Alexi Lalas ist Ihr Nebenmann, ein Typ, der früher schon auf dem Platz immer den Zweikampf suchte. Zielt das ESPN-Konzept auf die Konfrontation zwischen Ihnen und Lalas ab? Sagen wir es mal so: Wortgefechte werden nicht ungern gesehen. Aber es gibt keine Rollenverteilung zwischen Alexi und mir oder andere Vorgaben. Alexi ist auch ein Typ, der immer sagt, was er denkt. Wir haben schon mal unterschiedliche Sichtweisen. Zum Beispiel was die Taktik der Spanier angeht. Ich bin der Meinung, dass die Spanier mit einem Stürmer in der Spitze gefährlicher sind, weil der die gegnerische Abwehr beschäftigt und mehr in die Tiefe geht. Das würde die Spanier vor allem gegen Topmannschaft wie Portugal, Deutschland oder Italien gefährlicher machen.
Auch wenn es zum Finaleinzug nicht gereicht hat, Portugal hat demonstriert, wie die Dominanz und das Kurzpassspiel der Spanier verhindert werden kann. Man muss physisch voll präsent und läuferisch auf einem Topniveau sein und auch dann noch durchhalten, wenn man dem Ball ein paar Minuten lang nur hinterherläuft. Zudem bedarf es einer sehr guten Raumaufteilung, um die Räume zu verengen. Die Portugiesen haben das gut gemacht, hatten dann aber Pech im Elfmeterschießen.

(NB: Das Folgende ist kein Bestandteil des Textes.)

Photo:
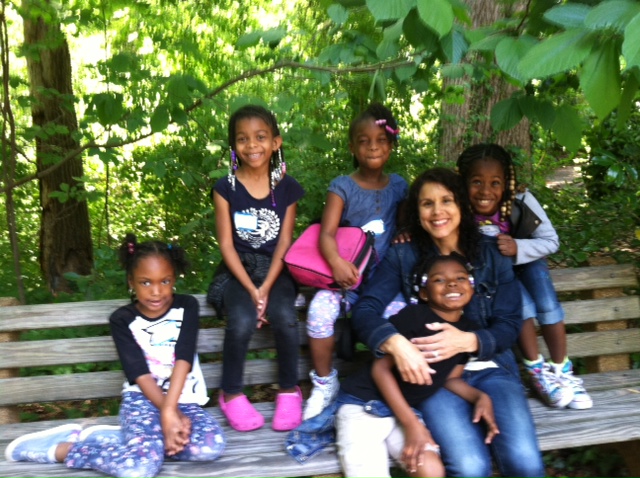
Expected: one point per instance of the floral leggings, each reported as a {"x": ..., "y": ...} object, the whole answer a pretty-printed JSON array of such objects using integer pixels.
[
  {"x": 140, "y": 453},
  {"x": 324, "y": 310}
]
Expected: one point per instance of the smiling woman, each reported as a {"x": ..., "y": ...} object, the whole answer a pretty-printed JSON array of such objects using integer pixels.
[{"x": 440, "y": 221}]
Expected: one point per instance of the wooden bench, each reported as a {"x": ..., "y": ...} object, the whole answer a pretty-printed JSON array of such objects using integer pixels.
[{"x": 609, "y": 331}]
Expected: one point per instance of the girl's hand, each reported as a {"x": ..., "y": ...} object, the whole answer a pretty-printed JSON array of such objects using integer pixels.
[
  {"x": 261, "y": 300},
  {"x": 345, "y": 273},
  {"x": 176, "y": 429},
  {"x": 484, "y": 410},
  {"x": 445, "y": 344},
  {"x": 416, "y": 443},
  {"x": 507, "y": 245}
]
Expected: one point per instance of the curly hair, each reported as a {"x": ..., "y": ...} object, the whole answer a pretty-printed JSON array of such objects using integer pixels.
[
  {"x": 375, "y": 112},
  {"x": 478, "y": 152},
  {"x": 469, "y": 235},
  {"x": 131, "y": 252}
]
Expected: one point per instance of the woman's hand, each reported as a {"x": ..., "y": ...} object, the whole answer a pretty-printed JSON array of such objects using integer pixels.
[
  {"x": 417, "y": 442},
  {"x": 260, "y": 299},
  {"x": 448, "y": 342},
  {"x": 507, "y": 245},
  {"x": 410, "y": 362},
  {"x": 484, "y": 410},
  {"x": 176, "y": 429}
]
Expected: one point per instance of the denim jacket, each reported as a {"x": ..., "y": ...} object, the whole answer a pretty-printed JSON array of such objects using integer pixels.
[
  {"x": 496, "y": 305},
  {"x": 316, "y": 433}
]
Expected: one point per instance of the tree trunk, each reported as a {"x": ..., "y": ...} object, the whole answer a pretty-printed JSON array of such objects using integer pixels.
[
  {"x": 468, "y": 123},
  {"x": 65, "y": 233}
]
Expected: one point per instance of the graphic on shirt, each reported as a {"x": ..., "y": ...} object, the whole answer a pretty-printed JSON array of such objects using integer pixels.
[
  {"x": 266, "y": 229},
  {"x": 376, "y": 226}
]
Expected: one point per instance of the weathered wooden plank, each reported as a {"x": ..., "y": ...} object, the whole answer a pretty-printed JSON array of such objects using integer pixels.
[
  {"x": 601, "y": 310},
  {"x": 596, "y": 277},
  {"x": 591, "y": 344},
  {"x": 107, "y": 384}
]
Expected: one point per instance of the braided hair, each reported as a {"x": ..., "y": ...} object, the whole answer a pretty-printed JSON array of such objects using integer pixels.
[
  {"x": 277, "y": 165},
  {"x": 380, "y": 114},
  {"x": 469, "y": 236},
  {"x": 131, "y": 252},
  {"x": 482, "y": 151}
]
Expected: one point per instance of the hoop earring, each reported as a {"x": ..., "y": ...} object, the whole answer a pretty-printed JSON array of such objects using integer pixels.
[{"x": 233, "y": 166}]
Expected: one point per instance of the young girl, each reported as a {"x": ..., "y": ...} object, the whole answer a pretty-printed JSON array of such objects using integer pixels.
[
  {"x": 161, "y": 412},
  {"x": 526, "y": 235},
  {"x": 255, "y": 214},
  {"x": 443, "y": 287},
  {"x": 367, "y": 198}
]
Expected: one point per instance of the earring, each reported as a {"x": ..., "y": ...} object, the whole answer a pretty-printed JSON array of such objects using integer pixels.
[{"x": 233, "y": 165}]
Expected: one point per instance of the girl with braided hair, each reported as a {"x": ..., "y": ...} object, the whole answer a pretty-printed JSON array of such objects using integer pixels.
[
  {"x": 161, "y": 413},
  {"x": 367, "y": 198},
  {"x": 526, "y": 235}
]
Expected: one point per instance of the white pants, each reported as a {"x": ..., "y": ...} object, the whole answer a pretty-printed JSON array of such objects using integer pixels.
[{"x": 366, "y": 441}]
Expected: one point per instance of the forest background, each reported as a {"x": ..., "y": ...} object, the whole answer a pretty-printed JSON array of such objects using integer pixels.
[{"x": 114, "y": 117}]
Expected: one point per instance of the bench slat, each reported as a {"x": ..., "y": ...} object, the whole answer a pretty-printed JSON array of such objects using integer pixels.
[
  {"x": 601, "y": 310},
  {"x": 590, "y": 344},
  {"x": 594, "y": 278}
]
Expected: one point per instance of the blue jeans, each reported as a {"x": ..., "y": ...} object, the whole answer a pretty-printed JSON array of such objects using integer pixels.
[
  {"x": 241, "y": 325},
  {"x": 539, "y": 297},
  {"x": 462, "y": 446}
]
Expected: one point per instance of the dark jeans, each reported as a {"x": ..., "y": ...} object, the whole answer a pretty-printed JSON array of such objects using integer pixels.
[{"x": 241, "y": 325}]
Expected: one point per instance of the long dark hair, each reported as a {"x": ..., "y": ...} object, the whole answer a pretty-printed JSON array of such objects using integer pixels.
[{"x": 469, "y": 236}]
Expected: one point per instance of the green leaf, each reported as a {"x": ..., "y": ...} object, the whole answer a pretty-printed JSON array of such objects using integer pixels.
[
  {"x": 436, "y": 14},
  {"x": 567, "y": 16},
  {"x": 108, "y": 108},
  {"x": 389, "y": 10},
  {"x": 505, "y": 114},
  {"x": 387, "y": 49},
  {"x": 600, "y": 79},
  {"x": 159, "y": 119},
  {"x": 509, "y": 53},
  {"x": 338, "y": 14},
  {"x": 568, "y": 127},
  {"x": 631, "y": 43},
  {"x": 629, "y": 91},
  {"x": 417, "y": 33},
  {"x": 557, "y": 54},
  {"x": 614, "y": 14},
  {"x": 405, "y": 72}
]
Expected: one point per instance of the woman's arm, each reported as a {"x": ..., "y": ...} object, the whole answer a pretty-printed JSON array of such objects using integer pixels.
[{"x": 377, "y": 332}]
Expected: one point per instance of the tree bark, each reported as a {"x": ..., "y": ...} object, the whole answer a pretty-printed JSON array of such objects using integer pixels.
[
  {"x": 65, "y": 233},
  {"x": 467, "y": 123}
]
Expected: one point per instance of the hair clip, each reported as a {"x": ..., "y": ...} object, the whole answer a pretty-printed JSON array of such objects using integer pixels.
[{"x": 394, "y": 132}]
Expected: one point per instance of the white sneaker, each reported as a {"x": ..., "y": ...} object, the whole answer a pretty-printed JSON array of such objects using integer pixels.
[
  {"x": 581, "y": 399},
  {"x": 325, "y": 390}
]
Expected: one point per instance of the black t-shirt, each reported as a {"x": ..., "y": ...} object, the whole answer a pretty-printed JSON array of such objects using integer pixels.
[
  {"x": 410, "y": 322},
  {"x": 256, "y": 222}
]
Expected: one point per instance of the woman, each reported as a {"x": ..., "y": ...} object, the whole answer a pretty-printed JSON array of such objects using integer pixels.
[{"x": 441, "y": 222}]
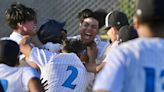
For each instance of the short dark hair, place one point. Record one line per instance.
(9, 52)
(73, 45)
(18, 13)
(101, 14)
(87, 13)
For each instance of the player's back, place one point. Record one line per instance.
(144, 66)
(13, 78)
(65, 73)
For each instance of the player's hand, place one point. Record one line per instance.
(45, 84)
(25, 47)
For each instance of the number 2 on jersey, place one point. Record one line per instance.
(71, 78)
(150, 79)
(4, 84)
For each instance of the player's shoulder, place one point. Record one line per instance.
(142, 44)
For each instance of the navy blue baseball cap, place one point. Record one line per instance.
(127, 33)
(150, 10)
(116, 19)
(49, 30)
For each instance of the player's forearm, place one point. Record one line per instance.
(35, 85)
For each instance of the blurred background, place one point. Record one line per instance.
(66, 10)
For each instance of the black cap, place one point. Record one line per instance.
(9, 52)
(116, 19)
(127, 33)
(150, 10)
(50, 29)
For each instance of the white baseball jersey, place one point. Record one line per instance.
(136, 66)
(15, 79)
(64, 72)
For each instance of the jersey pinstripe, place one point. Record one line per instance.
(64, 72)
(16, 78)
(136, 66)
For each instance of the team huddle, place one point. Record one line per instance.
(47, 60)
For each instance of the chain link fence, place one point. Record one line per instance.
(66, 10)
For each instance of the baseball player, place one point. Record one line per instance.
(137, 66)
(13, 78)
(22, 20)
(51, 34)
(64, 71)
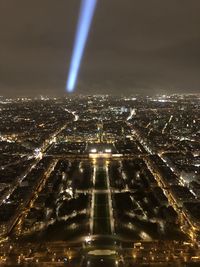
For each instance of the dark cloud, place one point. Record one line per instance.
(146, 46)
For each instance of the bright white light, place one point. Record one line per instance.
(88, 239)
(85, 19)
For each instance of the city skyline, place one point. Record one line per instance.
(138, 47)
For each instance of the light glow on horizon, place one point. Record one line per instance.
(87, 10)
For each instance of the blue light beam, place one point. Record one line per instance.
(87, 10)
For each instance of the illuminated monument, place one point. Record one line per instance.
(85, 19)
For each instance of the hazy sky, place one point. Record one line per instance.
(146, 46)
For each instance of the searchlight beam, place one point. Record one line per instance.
(87, 10)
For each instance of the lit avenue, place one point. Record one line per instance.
(100, 181)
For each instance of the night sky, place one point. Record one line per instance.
(135, 46)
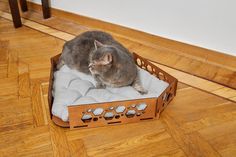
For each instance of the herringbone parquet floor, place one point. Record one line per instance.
(196, 123)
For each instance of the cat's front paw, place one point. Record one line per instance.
(100, 86)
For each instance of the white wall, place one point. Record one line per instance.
(206, 23)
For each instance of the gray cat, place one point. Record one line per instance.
(99, 54)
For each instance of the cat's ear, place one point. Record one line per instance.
(97, 44)
(106, 59)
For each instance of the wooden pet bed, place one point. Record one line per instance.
(152, 110)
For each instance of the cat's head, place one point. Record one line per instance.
(102, 58)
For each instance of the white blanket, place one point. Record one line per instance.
(71, 87)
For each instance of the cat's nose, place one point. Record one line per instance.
(90, 65)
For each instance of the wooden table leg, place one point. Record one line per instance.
(23, 5)
(15, 13)
(46, 9)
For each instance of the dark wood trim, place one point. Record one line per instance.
(15, 13)
(46, 9)
(23, 5)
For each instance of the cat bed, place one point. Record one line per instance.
(75, 102)
(72, 87)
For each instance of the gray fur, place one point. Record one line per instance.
(99, 54)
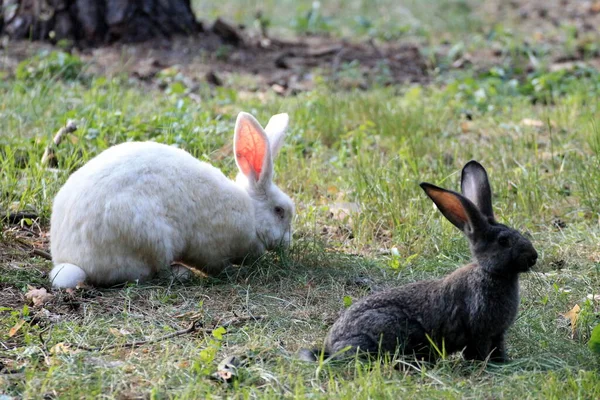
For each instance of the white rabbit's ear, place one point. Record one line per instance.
(251, 148)
(275, 130)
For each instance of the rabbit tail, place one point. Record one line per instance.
(66, 275)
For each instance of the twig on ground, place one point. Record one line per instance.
(238, 320)
(41, 253)
(195, 326)
(70, 127)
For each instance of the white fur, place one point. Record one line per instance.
(67, 276)
(139, 206)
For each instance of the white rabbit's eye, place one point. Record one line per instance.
(503, 241)
(279, 211)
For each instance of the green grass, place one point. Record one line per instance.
(366, 150)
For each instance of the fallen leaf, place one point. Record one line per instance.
(38, 297)
(594, 343)
(13, 331)
(227, 370)
(61, 348)
(572, 316)
(343, 210)
(532, 122)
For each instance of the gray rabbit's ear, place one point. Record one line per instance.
(475, 186)
(456, 208)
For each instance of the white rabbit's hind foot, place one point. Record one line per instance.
(67, 276)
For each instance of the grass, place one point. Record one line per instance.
(360, 152)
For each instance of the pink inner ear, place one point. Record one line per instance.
(250, 149)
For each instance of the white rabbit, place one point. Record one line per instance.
(137, 207)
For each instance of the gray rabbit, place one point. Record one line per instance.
(471, 309)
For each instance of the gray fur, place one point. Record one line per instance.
(469, 310)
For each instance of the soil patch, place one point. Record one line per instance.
(213, 56)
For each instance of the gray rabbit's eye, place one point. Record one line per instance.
(279, 211)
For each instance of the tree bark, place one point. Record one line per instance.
(94, 22)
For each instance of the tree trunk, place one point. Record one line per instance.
(94, 22)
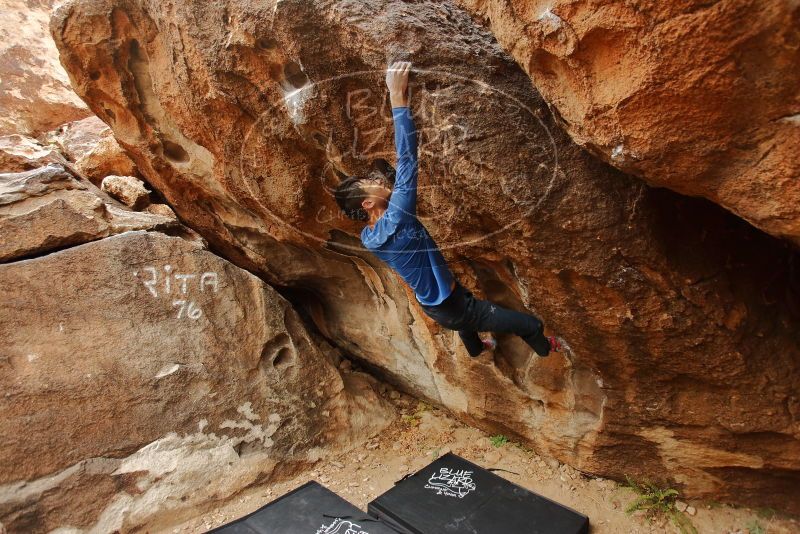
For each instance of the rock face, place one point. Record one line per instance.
(90, 144)
(700, 97)
(681, 318)
(47, 209)
(144, 376)
(35, 95)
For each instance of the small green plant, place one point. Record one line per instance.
(498, 440)
(522, 447)
(766, 513)
(655, 501)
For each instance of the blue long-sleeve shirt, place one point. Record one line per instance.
(398, 238)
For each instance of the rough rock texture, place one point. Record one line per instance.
(90, 144)
(697, 96)
(48, 209)
(21, 153)
(144, 376)
(35, 95)
(127, 189)
(682, 318)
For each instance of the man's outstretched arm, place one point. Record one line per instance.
(403, 201)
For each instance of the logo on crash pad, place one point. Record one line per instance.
(451, 482)
(340, 526)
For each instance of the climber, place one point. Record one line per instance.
(397, 237)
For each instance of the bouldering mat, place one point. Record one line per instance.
(309, 509)
(453, 495)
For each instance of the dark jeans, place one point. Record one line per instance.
(463, 312)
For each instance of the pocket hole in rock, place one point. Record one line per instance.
(265, 43)
(321, 140)
(295, 75)
(175, 152)
(283, 358)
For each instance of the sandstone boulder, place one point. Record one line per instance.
(127, 189)
(35, 94)
(90, 144)
(47, 209)
(682, 319)
(144, 377)
(21, 153)
(700, 97)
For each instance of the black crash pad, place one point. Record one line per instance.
(309, 509)
(453, 495)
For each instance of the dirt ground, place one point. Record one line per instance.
(421, 433)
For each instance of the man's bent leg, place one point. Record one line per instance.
(472, 342)
(485, 316)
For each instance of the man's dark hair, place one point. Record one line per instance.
(349, 196)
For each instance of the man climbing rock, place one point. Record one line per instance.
(397, 237)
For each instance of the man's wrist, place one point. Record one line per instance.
(398, 100)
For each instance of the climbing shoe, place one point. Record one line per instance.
(555, 344)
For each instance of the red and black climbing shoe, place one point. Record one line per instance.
(555, 344)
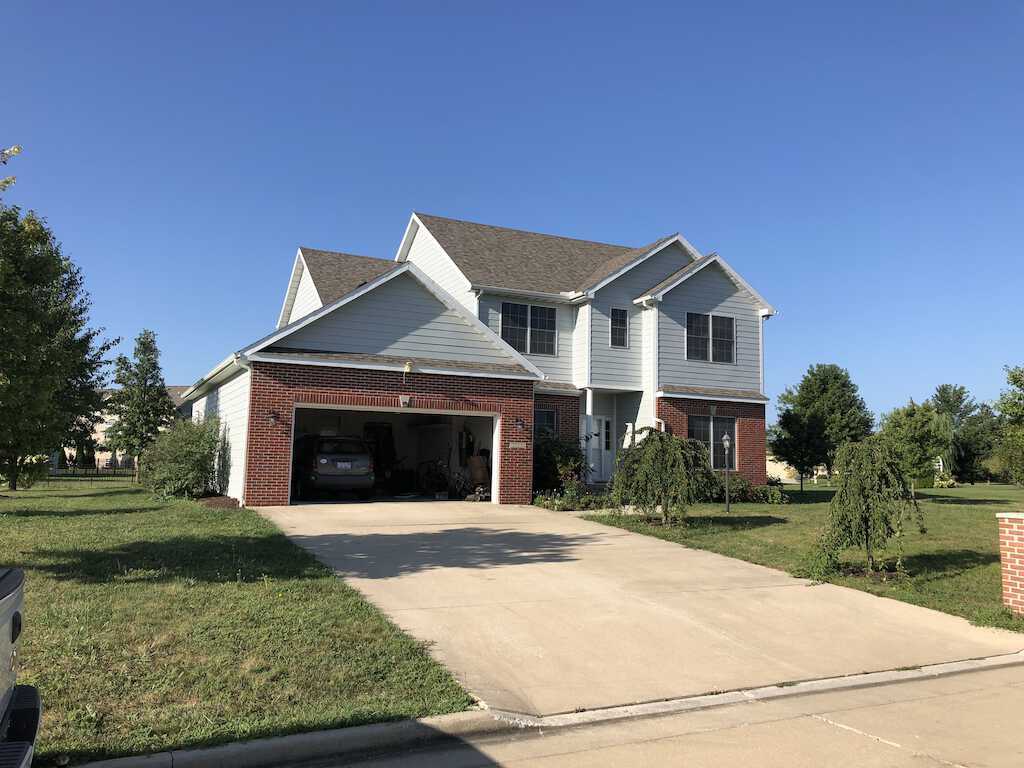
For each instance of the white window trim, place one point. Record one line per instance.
(529, 314)
(711, 339)
(627, 344)
(711, 431)
(553, 412)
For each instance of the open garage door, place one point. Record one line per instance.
(344, 454)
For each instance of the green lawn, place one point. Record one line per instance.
(953, 567)
(152, 626)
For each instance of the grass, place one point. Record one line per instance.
(953, 567)
(154, 625)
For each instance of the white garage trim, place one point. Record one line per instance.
(496, 432)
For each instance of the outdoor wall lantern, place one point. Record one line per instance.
(728, 461)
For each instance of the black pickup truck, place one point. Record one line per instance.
(19, 705)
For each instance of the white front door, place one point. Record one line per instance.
(601, 454)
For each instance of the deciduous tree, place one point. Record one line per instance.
(140, 406)
(827, 391)
(51, 363)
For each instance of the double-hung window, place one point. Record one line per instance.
(620, 322)
(711, 337)
(528, 329)
(710, 431)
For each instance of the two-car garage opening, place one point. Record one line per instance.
(346, 454)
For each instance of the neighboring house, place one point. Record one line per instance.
(107, 459)
(485, 336)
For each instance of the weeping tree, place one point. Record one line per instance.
(660, 475)
(873, 502)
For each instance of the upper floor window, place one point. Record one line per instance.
(711, 337)
(620, 320)
(528, 329)
(710, 431)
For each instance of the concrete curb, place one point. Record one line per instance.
(347, 743)
(341, 743)
(765, 693)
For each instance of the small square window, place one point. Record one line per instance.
(620, 320)
(545, 423)
(542, 330)
(514, 325)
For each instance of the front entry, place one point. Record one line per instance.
(600, 449)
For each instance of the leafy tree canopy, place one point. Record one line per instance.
(51, 363)
(1011, 402)
(827, 391)
(799, 439)
(954, 401)
(141, 406)
(916, 437)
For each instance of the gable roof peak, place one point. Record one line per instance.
(499, 257)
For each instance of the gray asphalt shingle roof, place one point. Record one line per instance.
(521, 260)
(336, 274)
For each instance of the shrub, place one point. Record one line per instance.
(558, 466)
(572, 503)
(181, 461)
(872, 501)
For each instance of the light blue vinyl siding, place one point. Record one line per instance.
(615, 367)
(709, 292)
(399, 317)
(557, 367)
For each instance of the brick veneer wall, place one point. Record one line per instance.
(276, 388)
(750, 429)
(1012, 559)
(566, 410)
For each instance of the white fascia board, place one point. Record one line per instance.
(216, 373)
(323, 363)
(327, 309)
(293, 286)
(675, 239)
(766, 309)
(555, 298)
(445, 298)
(407, 239)
(662, 393)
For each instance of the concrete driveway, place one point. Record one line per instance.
(542, 612)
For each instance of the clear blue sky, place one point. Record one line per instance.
(861, 166)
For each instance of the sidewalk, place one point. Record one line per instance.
(973, 719)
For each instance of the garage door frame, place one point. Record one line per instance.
(496, 432)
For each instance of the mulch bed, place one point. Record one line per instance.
(218, 502)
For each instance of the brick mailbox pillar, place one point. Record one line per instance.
(1012, 558)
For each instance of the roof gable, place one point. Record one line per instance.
(514, 259)
(333, 274)
(431, 330)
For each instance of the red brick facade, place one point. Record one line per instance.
(276, 388)
(1012, 558)
(750, 429)
(566, 410)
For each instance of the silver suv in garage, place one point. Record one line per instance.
(333, 464)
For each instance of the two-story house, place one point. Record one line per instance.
(476, 338)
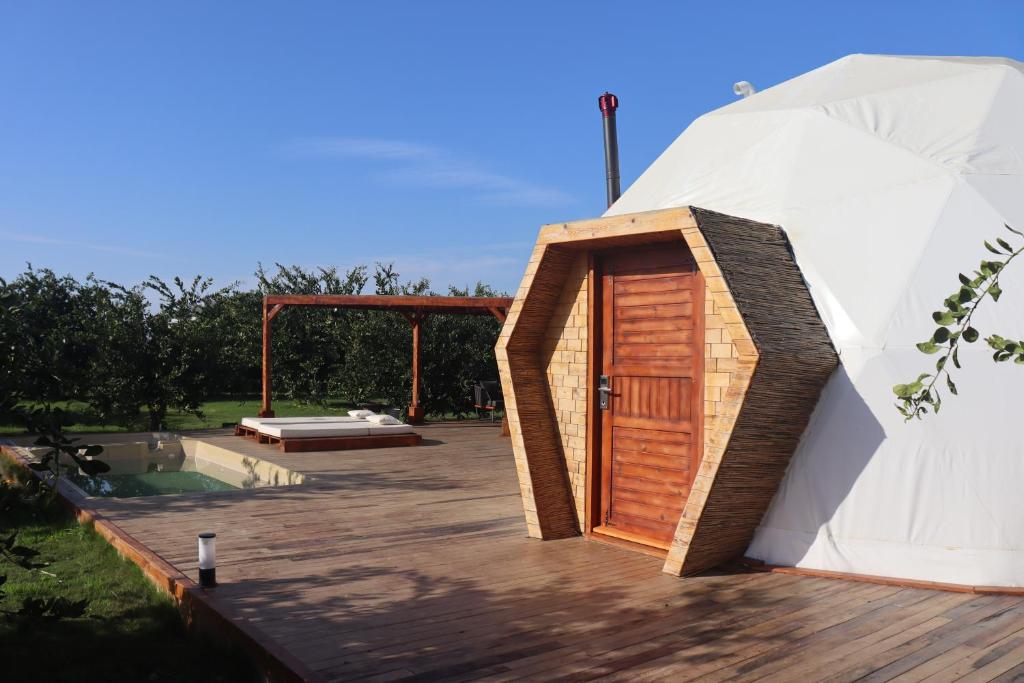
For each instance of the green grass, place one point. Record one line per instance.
(130, 632)
(215, 413)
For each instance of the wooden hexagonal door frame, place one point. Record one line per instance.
(766, 358)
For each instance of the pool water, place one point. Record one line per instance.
(148, 483)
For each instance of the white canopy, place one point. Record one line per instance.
(887, 173)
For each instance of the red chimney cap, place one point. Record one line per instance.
(608, 103)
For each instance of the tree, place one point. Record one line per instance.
(924, 393)
(162, 357)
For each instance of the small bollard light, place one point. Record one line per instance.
(208, 559)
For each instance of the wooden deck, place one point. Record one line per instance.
(414, 563)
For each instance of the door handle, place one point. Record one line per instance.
(603, 391)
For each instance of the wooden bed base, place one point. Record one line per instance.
(311, 443)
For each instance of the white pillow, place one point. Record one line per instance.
(383, 420)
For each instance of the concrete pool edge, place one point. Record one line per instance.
(201, 611)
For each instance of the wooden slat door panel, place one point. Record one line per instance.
(652, 350)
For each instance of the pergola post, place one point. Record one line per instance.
(268, 314)
(416, 412)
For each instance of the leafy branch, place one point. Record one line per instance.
(914, 398)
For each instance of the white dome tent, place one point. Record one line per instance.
(887, 173)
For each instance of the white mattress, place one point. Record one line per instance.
(255, 423)
(377, 430)
(356, 428)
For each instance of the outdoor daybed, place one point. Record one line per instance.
(326, 433)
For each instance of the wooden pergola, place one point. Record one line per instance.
(413, 308)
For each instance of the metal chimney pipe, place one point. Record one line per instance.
(608, 103)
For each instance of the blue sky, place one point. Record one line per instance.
(198, 137)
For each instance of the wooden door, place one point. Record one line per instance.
(651, 350)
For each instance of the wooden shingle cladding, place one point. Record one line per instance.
(767, 356)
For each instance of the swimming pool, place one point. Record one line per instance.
(169, 465)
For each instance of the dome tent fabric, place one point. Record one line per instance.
(886, 173)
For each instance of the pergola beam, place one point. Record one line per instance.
(414, 308)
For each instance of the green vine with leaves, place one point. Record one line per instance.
(914, 398)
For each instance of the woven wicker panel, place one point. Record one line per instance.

Lange Zeit galt das Tiki-Taka- der Spanier als Maß aller Dinge im modernen Fußball. Jetzt wird diese Spielweise als einschläfernd – nicht nur für den Gegner, sondern auch für den Zuschauer – kritisiert. Arsène Wenger spricht sogar von Tiki-Takanaccio. Ihre Meinung?Da darf man den Spaniern keinen Vorwurf machen. Das hängt ganz einfach mit der Spielweise der Gegner zusammen. Die Spanier haben gelernt geduldig zu sein. Wenn sich die andere Mannschaft mit zehn Mann hinten reinstellen, dann wird das eben extrem schwierig und das Ganze wirkt unattraktiv. Andererseits ist es klar, dass schwächere Teams gegen Spanien nicht das offene Spiel suchen, weil sie wissen, dass sie dann ins Verderben rennen.
Sind Sie überrascht von der überzeugenden Vorstellung der Italiener bei der EM und dem Einzug ins Finale? Nein, Italien hat schon in der Qualifikation gut gespielt. Abgesehen von Pirlo und Balotelli hat das Team von Prandelli zwar nicht die überragenden Einzelspieler, aber sie sind unwahrscheinlich diszipliniert und habe eine Supermentalität. Und mit Pirlo haben Sie einen absoluten Leader – intelligent, unwahrscheinlich ballsicher und ausgebufft.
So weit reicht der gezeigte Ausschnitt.